The idea is essentially to use the lightning fast forwarding ASIC as a hardware accelerator for the networking functionality the kernel already has.

[snuxoll]

> I think even if the driver were to be implemented in kernelspace, it would still probably not expose any of it's physical interfaces to userspace as plain ethernet devices, maybe apart from virtual/mgmt ones to run SSH on, and perhaps one so that the kernel can handle packets that the router doesn't have flows programmed for (like in OpenFlow).

That's basically how switch development works in a nutshell, look at Broadcom's OpenNSL.

[Demeisen]

Isn't switchdev supposed to provide a way to make an interface to in-silicon forwarding engines?

[ajross]

For years and years, the X server was effectively a userspace device driver. It would map the configuration registers and the framebuffer and do everything outside the kernel. And it worked fine, for the most part.

Once GPUs arrived, the ability to do latency-critical management of the device state became important and the register management moved into the kernel. But for traditional framebuffers the device setup was for the most part done once, and there's no particular need for that to be managed outside userspace.

[dfox]

Also for a long time there was no need to do any kind of fine-grained synchronisation with the graphics hardware apart from usual IO wait states and tha whole thing could be accessed as few memory mappings without any kind of interrupt handling (even to the extent of Sun's proprietary UPA slot not even supporting interrupts in it's low-cost graphics-only incarnation).

[FooBarWidget]

From what I know, the reason they moved device setup to the kernel was to avoid flickering when the system switches from the boot screen to the login manager.

[kijiki]

There were a bunch of reasons.

One important one is that accessing the PCI config space via IO ports 0xCF8/0xCFC is racy with the kernel, since a read or write requires writing the BDF address to 0xCF8, and then reading/writing the data from 0xCFC. If the kernel tries to do this dance while the X server is doing it as well one of them is going to read or write the wrong address.

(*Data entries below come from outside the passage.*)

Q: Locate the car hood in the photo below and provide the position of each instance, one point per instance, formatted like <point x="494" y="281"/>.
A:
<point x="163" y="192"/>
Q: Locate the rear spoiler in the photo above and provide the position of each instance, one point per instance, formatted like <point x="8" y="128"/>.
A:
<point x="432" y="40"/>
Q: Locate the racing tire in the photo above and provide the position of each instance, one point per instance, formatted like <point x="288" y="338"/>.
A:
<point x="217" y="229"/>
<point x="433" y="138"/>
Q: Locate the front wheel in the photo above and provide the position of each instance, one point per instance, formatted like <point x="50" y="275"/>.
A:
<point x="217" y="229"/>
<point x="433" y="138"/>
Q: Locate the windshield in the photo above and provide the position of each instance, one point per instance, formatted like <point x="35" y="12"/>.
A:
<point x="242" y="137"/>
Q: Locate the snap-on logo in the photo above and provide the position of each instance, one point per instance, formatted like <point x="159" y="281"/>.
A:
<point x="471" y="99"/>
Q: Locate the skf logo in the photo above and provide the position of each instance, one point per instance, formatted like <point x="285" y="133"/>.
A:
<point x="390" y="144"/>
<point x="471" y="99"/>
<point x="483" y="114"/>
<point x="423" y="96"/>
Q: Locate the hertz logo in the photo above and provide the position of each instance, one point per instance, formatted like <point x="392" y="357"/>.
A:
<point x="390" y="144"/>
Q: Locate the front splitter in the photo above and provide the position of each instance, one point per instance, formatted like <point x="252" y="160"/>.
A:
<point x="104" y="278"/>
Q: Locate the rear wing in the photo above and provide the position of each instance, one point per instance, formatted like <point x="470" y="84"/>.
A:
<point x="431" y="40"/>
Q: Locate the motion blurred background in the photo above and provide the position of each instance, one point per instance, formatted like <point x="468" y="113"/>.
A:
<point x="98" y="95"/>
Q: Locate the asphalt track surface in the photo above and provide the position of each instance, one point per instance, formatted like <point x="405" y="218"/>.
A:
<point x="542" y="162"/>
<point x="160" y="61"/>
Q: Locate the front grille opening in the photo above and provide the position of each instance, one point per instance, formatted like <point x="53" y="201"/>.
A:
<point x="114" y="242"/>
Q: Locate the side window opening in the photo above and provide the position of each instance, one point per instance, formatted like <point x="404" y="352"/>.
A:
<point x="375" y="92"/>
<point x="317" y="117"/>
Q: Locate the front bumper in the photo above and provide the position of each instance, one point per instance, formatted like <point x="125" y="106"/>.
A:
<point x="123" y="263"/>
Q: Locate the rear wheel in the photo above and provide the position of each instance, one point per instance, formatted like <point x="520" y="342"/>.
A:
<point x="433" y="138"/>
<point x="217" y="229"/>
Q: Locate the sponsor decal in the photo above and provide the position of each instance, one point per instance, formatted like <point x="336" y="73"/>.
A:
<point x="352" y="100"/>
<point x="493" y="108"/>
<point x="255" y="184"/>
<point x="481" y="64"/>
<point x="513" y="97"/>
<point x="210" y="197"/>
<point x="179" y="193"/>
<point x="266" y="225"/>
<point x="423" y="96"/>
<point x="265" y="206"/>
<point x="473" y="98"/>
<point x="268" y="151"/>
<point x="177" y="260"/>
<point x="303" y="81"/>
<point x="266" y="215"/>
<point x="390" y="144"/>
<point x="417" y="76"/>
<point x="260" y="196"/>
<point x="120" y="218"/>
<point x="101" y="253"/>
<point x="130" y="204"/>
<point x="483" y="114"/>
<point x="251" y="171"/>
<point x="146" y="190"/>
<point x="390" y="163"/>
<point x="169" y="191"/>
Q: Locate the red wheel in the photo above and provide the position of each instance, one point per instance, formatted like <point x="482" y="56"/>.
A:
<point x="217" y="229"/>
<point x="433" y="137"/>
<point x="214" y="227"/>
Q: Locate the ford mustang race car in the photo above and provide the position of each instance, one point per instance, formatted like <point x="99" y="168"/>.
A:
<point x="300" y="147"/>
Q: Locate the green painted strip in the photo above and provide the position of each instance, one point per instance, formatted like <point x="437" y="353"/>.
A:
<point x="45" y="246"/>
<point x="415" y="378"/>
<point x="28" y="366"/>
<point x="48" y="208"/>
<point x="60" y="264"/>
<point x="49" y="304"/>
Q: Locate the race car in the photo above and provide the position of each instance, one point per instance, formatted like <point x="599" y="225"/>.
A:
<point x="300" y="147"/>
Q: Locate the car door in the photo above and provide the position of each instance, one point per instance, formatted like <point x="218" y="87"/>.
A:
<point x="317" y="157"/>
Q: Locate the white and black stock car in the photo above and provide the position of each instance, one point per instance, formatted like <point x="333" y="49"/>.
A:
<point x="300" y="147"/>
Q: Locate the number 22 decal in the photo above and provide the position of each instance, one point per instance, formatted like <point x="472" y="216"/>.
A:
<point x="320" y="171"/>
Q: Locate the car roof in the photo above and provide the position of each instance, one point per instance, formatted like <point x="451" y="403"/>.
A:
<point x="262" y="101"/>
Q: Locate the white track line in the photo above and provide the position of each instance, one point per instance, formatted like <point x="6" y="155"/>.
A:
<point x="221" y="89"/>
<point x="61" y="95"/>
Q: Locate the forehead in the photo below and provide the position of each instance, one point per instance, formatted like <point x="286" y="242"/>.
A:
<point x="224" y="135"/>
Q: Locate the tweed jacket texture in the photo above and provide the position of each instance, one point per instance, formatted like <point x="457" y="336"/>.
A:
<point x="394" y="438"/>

Interestingly, this design required in the X server to run under binary translation in VMware's monitor, even though it was userspace code, because it had to elevate its IOPL to be able to read/write the IO ports. CSRSS.EXE in windows also ran in BT, since it too was driving the graphics card before NT4. After NT4 moved the graphics code into the kernel, no one remembered to take out the IOPL elevation code, so at least until XP (and probably later) CSRSS.EXE runs with elevated privileges that it didn't need.

[tinus_hn]

Csrss.exe is the userspace part of the win32 personality. It controls all win32 processes, which on a Windows system is just about every process.

It is not very useful to limit its privileges.

[kijiki]

After the graphics driver moved out of it and into the kernel, it probably no longer needs the ability to turn off interrupts and read and write legacy IO ports.

[gmueckl]

Yes. Most of the interesting parts of modern graphics drivers are loaded into the X client process these days, anyway. Whoever wants to render something talks directly to a thin kernel interface with the X server out of the way except for some high level management stuff.

[ajross]

It's far more than that in the end, but yes: mode switching is a spot where you need whole-system management of the resources. The XFree86 binary couldn't easily make assumptions about what someone else was doing.

[_kp6z]

It may be equal parts GPL avoidance. Broadcom switch ASIC PDKs are a kind of hybrid kernel and userland application with no legacy reason, so I assume it is just arbitrarily about working around a restrictive license.

[raverbashing]

For those who are confused, this is not Apple's IOS, but Cisco's OS that was once (not sure about now) called IOS.

[q3k]

Still called IOS (well, there's also IOS-XE, IOS-XR, NX-OS... but that's a different story). Why would they change the name?

[gsich]

True, because Apples OS is called iOS.